Chirurgische ingrepen voor galwegkanker zijn complex en riskant. De overlevingskansen zijn beduidend beter als je behandeld wordt in een ervaren ziekenhuis. Daarom is het aan te raden om een ziekenhuis en een chirurg te vinden die veel ervaring hebben met die operaties. Vraag de chirurg of de behandelend arts hoe vaak de ingreep in je ziekenhuis gebeurt.
Zit de tumor in het laatste deel van de grote galweg? Dan is het onderscheid tussen galwegkanker en pancreaskanker (alvleesklierkanker) vaak moeilijk te maken. Het laatste deel van de grote galweg loopt namelijk door de kop van de alvleesklier. De operatie van een tumor in het laatste deel van de grote galweg is daarom dezelfde operatie als bij kanker in de kop van de alvleesklier.

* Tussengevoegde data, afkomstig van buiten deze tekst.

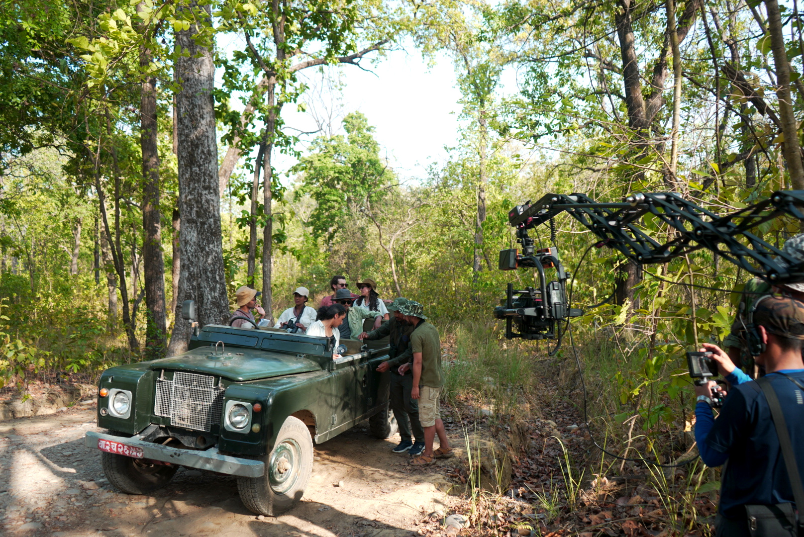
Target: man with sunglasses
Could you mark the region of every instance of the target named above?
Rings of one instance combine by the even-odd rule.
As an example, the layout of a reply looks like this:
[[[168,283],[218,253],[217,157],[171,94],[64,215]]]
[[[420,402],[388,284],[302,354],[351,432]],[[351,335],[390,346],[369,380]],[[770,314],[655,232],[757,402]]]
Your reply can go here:
[[[321,299],[321,306],[330,307],[334,303],[335,293],[338,289],[349,289],[349,284],[347,283],[347,278],[345,276],[341,276],[339,274],[333,276],[332,279],[330,280],[330,289],[332,289],[333,293],[331,295],[327,295]],[[350,297],[354,300],[357,298],[357,295],[349,293]]]
[[[351,293],[347,289],[338,289],[332,301],[343,305],[347,310],[347,318],[338,326],[341,339],[357,339],[358,335],[363,333],[363,319],[374,319],[378,325],[383,320],[383,316],[376,311],[371,311],[362,305],[352,305],[354,301]]]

Zit de galwegtumor in of vlak bij de lever? Dan moet de arts meestal ten minste de helft van de lever weghalen. Patiënten met een goede conditie en een lever die goed werkt, kunnen tot 70 procent van hun leverweefsel missen. Dat groeit na de operatie weer aan. Na ongeveer drie weken kan de capaciteit van de lever helemaal hersteld zijn. Je algemene conditie en of er al dan niet complicaties opduiken, beïnvloeden hoe snel je herstelt. De operatie heet een hemihepatectomie en het is een grote operatie. Naast het gedeelte van de lever haalt de arts ook de lymfeklieren weg rond de galblaas en galwegen.
Bij perihilaire galwegkanker (de tumor zit in de hoofdgalweg net buiten de lever) is het nodig een nieuwe verbinding te maken tussen de galwegen en de darm. Zo’n nieuwe verbinding heet een anastomose.